Q 浪費やギャンブルがあると、絶対に免責されませんか
絶対ではありません。浪費やギャンブルは免責不許可事由になり得ますが、実務では事情を総合して裁量免責が認められることもあります。事実を隠さず、必要資料をそろえて誠実に対応することが重要です。
Q 信用情報が回復したら、すぐにクレジットカードを作れますか
必ず作れるわけではありません。審査は各社の判断です。収入の安定、延滞のない生活、申込みの仕方なども影響します。まずはカードに頼らない生活を安定させることが大切です。
まとめ
クレジットカードの借金は、自己破産で整理できる債務の典型です。ショッピング、リボ払い、分割払い、キャッシングも、基本的には自己破産の対象になります。
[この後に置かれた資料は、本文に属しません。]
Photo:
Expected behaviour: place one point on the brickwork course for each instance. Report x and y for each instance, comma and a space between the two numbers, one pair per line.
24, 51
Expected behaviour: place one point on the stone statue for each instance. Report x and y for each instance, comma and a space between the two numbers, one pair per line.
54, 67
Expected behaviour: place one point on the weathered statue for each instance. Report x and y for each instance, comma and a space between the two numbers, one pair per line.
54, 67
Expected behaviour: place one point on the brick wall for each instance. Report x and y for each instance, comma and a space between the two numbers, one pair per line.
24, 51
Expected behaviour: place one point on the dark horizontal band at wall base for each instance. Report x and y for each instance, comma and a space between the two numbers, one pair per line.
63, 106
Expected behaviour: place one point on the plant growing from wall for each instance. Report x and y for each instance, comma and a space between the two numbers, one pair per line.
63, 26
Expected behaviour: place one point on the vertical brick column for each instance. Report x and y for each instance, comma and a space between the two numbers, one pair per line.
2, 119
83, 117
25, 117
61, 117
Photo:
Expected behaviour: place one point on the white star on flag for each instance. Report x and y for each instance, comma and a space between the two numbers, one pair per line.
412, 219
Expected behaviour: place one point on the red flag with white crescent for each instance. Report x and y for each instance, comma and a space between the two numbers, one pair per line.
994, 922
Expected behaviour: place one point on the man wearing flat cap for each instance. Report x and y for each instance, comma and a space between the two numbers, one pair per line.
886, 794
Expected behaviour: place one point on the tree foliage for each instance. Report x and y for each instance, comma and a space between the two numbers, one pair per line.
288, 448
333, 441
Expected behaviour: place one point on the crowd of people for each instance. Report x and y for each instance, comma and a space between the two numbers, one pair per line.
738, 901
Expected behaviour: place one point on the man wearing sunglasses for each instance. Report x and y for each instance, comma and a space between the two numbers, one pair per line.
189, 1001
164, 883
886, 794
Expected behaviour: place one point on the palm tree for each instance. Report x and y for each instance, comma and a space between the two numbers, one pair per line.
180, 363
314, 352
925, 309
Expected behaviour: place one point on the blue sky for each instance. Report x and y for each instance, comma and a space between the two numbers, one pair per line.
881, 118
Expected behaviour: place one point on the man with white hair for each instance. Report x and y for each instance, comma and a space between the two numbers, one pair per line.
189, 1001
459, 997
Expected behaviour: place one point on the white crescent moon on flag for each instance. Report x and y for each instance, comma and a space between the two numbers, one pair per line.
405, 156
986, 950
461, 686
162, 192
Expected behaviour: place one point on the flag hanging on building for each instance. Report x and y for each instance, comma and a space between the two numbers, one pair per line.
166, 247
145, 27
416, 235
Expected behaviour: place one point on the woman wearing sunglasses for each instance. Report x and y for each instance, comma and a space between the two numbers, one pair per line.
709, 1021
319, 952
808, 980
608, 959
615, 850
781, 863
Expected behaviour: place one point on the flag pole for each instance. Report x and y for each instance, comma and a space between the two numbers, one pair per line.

ただし、浪費やギャンブル、換金行為があると、免責の審査は厳しくなります。保証人がいる借金も、本人だけの問題では済みません。信用情報にも一定期間影響が残ります。
それでも、返せない借金を返せるふりのまま抱え続けるより、法的な手続で整理して生活を立て直す方がよい場面は確実にあります。カードの支払いが回らず、借りて返す状態を繰り返しているなら、放置するほど苦しくなることが多いです。
自己破産は軽い決断ではありません。ですが、無理な返済を続けて生活そのものが壊れるより、ずっと現実的な選択です。クレジットカードの返済で苦しい状況にあるなら、早めに状況を整理し、適切な手続を検討した方がよいです。